Recent progress on band and surface engineering of graphitic carbon nitride for artificial photosynthesis

Abstract

Artificial photosynthesis based on semiconductor photocatalysts has attracted great attentions recent years for its advantage in clean energy applications. Environmental friendly metal free semiconducting graphitic carbon nitride, which can be synthesized via simple pyrolysis of cheap industrial resources at low cost, with visible light photocatalytic activity for hydrogen evolution, oxygen evolution, hydrogen peroxide production and reduction of carbon dioxide has been intensively studied in recent ten years. On the way of developing highly active photocatalysts, publications focusing on graphitic carbon nitride have been dramatically increased especially in recent five years. These researches have revealed some key issues, which includes morphology, atomic composition, basal plane structure and defects, composites and type of co-catalysts, influence photocatalytic activity of graphitic carbon nitride based materials from different aspects.

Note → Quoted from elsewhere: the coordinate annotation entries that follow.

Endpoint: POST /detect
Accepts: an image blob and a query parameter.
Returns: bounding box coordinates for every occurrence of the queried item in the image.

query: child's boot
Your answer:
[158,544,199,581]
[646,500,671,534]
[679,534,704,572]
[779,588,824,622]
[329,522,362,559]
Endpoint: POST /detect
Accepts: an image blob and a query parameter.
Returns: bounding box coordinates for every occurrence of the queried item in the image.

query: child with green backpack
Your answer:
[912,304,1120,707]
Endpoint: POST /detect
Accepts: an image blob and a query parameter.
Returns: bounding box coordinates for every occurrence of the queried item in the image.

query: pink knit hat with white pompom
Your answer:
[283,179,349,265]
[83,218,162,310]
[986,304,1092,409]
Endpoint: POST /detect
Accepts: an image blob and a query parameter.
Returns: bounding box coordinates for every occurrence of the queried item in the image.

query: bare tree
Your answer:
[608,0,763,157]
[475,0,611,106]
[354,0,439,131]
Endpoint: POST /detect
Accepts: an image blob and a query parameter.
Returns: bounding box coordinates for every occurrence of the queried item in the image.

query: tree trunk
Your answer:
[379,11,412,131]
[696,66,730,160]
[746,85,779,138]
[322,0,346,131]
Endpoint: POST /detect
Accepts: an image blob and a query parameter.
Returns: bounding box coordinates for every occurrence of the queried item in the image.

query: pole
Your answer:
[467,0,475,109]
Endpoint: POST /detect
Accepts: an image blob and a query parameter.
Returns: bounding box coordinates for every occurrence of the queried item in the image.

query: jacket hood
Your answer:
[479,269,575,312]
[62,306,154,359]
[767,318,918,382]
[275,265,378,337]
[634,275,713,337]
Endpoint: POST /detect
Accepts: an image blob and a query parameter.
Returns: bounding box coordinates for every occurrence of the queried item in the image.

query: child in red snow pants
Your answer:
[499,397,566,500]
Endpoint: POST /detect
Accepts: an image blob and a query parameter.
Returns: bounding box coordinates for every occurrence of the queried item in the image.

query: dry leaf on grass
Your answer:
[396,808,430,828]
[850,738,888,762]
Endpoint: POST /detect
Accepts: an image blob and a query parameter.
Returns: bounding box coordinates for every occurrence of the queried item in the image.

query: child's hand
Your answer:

These aspects include light absorption, charge separation/migration and surface reactions, which can be categorized into band structure and surface activity characters of graphitic carbon nitride based materials. This review is focusing on engineering band and surface of graphitic carbon nitride for artificial photosynthesis. Through reviewing the recent progress on graphitic carbon nitride based artificial photosynthesis researches, it may provide more comprehensive and in-depth understanding for further designing of highly activity photocatalysts based on graphitic carbon nitride.